Ohne Sonderzahlung beträgt das Jahresbruttoentgelt 36.000 Euro (12 x 3.000 Euro). Auf einen Arbeitstag entfallen 144 Euro (36.000 Euro : 250 Arbeitstage). 1/4 davon machen 36 Euro aus. Die Anwesenheitsprämie von 2.000 Euro darf also um höchstens 1.080 Euro (36 Euro x 30 Fehltage) gekürzt werden. Die Prämie könnte also erst ab 56 Krankheitstagen gekürzt werden.
Wichtig: § 4a EFZG geht vom Arbeitsentgelt aus, das im Jahresdurchschnitt auf einen Arbeitstag entfällt. Sonn- und Feiertagszuschläge, Leistungszulagen und Bonuszahlungen aus Zielvereinbarungen mit individuellen Leistungszielen zählen zum laufenden Entgelt, das somit auch nicht gekürzt werden kann.
Weiterhin gibt es neben der Krankheit weitere Fehlzeiten, bei denen eine Anwesenheitsprämie nicht gekürzt werden darf, der Arbeitnehmer aber nicht im Unternehmen ist. Keine Kürzung ist denkbar für
- Bezahlten Erholungsurlaub. Praxistipp: Eine Kürzung wegen unbezahlten Sonderurlaubs ist dagegen möglich, da hier kein Anspruch auf Entgeltfortzahlung besteht.
- Mutterschutz
Möglichkeiten einer Anwesenheitsprämie
Sowohl die Anwesenheitsprämie als auch die Kürzung sollten am besten im Arbeitsvertrag geregelt werden.

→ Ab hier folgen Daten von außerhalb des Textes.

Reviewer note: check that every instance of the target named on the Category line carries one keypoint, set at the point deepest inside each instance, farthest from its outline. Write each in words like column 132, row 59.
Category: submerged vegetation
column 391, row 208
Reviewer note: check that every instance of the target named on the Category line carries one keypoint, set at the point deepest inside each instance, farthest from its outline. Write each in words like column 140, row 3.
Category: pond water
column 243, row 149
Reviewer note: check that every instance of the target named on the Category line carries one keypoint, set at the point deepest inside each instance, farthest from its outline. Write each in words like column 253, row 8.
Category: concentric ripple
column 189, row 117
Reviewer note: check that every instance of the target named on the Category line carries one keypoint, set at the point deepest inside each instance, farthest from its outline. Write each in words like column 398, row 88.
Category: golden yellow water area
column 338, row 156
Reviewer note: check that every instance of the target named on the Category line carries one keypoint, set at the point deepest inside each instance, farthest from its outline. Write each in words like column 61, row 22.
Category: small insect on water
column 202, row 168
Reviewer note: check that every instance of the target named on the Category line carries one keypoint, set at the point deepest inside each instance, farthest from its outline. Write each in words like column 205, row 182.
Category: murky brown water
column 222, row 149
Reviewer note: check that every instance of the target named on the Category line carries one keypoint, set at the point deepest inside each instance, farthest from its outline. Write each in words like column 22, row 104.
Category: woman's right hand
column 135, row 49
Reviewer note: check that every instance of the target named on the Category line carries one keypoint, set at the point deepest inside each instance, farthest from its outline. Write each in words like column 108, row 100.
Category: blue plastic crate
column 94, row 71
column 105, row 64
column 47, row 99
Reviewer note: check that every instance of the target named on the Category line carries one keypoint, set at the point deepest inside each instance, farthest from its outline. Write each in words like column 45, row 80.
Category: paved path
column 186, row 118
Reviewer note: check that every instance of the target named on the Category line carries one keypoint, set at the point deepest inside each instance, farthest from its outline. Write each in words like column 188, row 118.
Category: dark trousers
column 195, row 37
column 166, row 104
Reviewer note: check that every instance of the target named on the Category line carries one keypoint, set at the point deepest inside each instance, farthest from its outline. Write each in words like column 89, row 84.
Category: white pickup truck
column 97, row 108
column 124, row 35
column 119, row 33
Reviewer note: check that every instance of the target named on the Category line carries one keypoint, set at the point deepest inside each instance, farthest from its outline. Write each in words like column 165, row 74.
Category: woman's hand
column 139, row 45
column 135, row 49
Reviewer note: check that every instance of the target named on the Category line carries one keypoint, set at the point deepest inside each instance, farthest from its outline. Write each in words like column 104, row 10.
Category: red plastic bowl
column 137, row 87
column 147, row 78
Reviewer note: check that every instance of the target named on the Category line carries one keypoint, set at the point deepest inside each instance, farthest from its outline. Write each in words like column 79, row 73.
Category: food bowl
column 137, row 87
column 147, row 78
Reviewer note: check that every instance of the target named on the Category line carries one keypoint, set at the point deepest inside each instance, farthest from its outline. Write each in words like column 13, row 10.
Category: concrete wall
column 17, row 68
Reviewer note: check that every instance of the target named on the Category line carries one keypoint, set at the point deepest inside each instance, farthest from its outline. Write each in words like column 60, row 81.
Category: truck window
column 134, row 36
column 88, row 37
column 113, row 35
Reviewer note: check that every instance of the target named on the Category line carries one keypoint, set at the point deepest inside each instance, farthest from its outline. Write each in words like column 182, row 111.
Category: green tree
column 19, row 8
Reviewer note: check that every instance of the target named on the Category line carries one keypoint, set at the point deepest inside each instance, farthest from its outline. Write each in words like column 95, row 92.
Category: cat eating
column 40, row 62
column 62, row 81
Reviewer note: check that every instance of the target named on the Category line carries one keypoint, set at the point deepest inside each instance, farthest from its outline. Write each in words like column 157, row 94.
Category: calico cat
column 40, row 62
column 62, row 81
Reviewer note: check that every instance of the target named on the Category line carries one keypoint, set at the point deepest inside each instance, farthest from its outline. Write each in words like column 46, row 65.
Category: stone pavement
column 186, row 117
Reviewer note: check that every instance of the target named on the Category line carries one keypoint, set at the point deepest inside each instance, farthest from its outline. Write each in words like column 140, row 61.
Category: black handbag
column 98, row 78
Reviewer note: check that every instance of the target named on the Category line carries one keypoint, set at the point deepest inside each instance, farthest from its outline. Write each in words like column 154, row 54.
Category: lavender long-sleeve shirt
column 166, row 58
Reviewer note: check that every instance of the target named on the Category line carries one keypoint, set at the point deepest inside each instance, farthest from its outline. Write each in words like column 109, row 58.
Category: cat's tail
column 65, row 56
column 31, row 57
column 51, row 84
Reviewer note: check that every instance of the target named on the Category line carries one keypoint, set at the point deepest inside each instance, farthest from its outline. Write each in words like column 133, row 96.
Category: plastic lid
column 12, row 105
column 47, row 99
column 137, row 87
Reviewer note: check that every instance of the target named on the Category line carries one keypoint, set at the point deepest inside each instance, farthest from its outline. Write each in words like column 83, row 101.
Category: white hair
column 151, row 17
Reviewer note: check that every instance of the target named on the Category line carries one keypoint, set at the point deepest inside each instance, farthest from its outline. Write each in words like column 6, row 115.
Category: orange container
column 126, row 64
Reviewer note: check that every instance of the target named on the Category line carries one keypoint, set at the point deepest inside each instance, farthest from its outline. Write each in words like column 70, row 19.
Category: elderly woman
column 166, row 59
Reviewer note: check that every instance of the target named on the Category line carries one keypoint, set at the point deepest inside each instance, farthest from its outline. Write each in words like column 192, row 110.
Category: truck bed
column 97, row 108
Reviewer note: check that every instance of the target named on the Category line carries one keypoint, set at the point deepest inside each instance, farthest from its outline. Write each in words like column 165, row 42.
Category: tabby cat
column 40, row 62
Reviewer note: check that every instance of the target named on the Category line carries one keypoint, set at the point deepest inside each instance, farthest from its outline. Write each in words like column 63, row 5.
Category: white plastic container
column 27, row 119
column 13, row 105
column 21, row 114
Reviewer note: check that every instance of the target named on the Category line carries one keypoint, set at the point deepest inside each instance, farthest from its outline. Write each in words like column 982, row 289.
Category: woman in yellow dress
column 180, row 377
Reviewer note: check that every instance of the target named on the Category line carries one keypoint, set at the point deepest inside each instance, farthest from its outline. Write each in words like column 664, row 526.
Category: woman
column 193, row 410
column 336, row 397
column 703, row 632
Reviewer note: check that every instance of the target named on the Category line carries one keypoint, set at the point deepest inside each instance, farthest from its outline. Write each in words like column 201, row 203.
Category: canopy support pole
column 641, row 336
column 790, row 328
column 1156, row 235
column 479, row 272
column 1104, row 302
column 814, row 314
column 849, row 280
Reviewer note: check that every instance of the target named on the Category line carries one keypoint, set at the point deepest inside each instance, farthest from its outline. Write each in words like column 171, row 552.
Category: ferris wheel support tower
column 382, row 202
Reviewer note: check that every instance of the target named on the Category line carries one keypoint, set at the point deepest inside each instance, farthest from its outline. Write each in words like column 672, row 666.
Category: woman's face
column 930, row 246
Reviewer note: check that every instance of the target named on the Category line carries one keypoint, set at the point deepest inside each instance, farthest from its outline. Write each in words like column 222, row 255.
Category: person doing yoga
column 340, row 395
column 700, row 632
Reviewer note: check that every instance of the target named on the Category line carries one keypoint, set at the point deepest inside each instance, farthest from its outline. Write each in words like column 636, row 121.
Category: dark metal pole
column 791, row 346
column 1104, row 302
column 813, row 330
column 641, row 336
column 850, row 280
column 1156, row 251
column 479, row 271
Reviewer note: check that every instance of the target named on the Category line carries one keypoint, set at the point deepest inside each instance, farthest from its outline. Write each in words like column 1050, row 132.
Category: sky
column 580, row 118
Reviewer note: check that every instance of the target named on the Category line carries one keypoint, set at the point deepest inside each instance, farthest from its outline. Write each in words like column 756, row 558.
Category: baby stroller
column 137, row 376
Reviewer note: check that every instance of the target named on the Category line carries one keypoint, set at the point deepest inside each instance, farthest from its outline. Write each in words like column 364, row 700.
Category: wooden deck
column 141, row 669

Dabei sollte immer genau dargestellt werden, was wann wie gekürzt wird, da sonst eine Klausel wegen Intransparenz unwirksam sein könnte.
Eine Musterformulierung könnte wie folgt lauten:
Zusätzlich zum monatlichen Grundgehalt erhält der/die Arbeitnehmer/-in für das laufende Kalenderjahr eine Anwesenheitsprämie in Höhe von bis zu … Euro brutto.
Die Anwesenheitsprämie wird für jeden Tag der Arbeitsunfähigkeit aufgrund Krankheit um 1/4 desjenigen Bruttoarbeitsentgelts gekürzt, das im Jahresdurchschnitt auf einen Arbeitstag entfällt.
Für die Dauer berechtigter Fehlzeiten des Arbeitnehmers/der Arbeitnehmerin ohne Anspruch auf Entgeltfortzahlung (insbesondere unbezahlter Sonderurlaub, Streik) wird die Anwesenheitsprämie jeweils um dasjenige Bruttoarbeitsentgelt gekürzt, das im Jahresdurchschnitt auf einen Arbeitstag entfällt. Gleiches gilt für den Fall unberechtigter Fehlzeiten.
Ruht das Arbeitsverhältnis während des gesamten Kalenderjahrs aufgrund von Elternzeit o. Ä., entsteht kein Anspruch auf Zahlung der Anwesenheitsprämie. Ruht das Arbeitsverhältnis nicht das gesamte Kalenderjahr, wird die Anwesenheitsprämie jeweils um 1/12 pro vollem Kalendermonat Fehlzeit gekürzt.
Die Anwesenheitsprämie wird im … [Monat] des Folgejahrs berechnet und ausgezahlt. Bei unterjährigem Ein- oder Austritt erfolgt eine anteilige Berechnung. Im Austrittsfall erfolgt die Auszahlung mit der letzten Abrechnung.
Wichtig: Der Arbeitgeber kann über die Einführung einer Anwesenheitsprämie frei entscheiden. Der Betriebsrat hat hier kein Mitbestimmungsrecht. Bei der Art der Ausgestaltung wiederrum muss der Betriebsrat beteiligt werden.
PRAXISHINWEISE: Aufgrund der eingeschränkten Kürzungsmöglichkeit im Krankheitsfall ist die Anwesenheitsprämie kaum ein Anreiz für Arbeitnehmer, ihre Fehlzeiten im Betrieb zu reduzieren. Arbeitgeber können neben sonstigen Leistungsprämien, die nicht auf die Anwesenheit direkt abheben, ein 13. Monatsgehalt gewähren, dass nur für Zeiten der Entgeltzahlung gezahlt wird. Erhält der Arbeitnehmer bei einer länger als sechswöchigen Erkrankung nur noch Krankengeld (oder aus anderen Gründen keinen Lohn), kürzt sich der Anspruch auf das 13. Monatsgehalt, ohne dass eine Kürzung vereinbart werden müsste.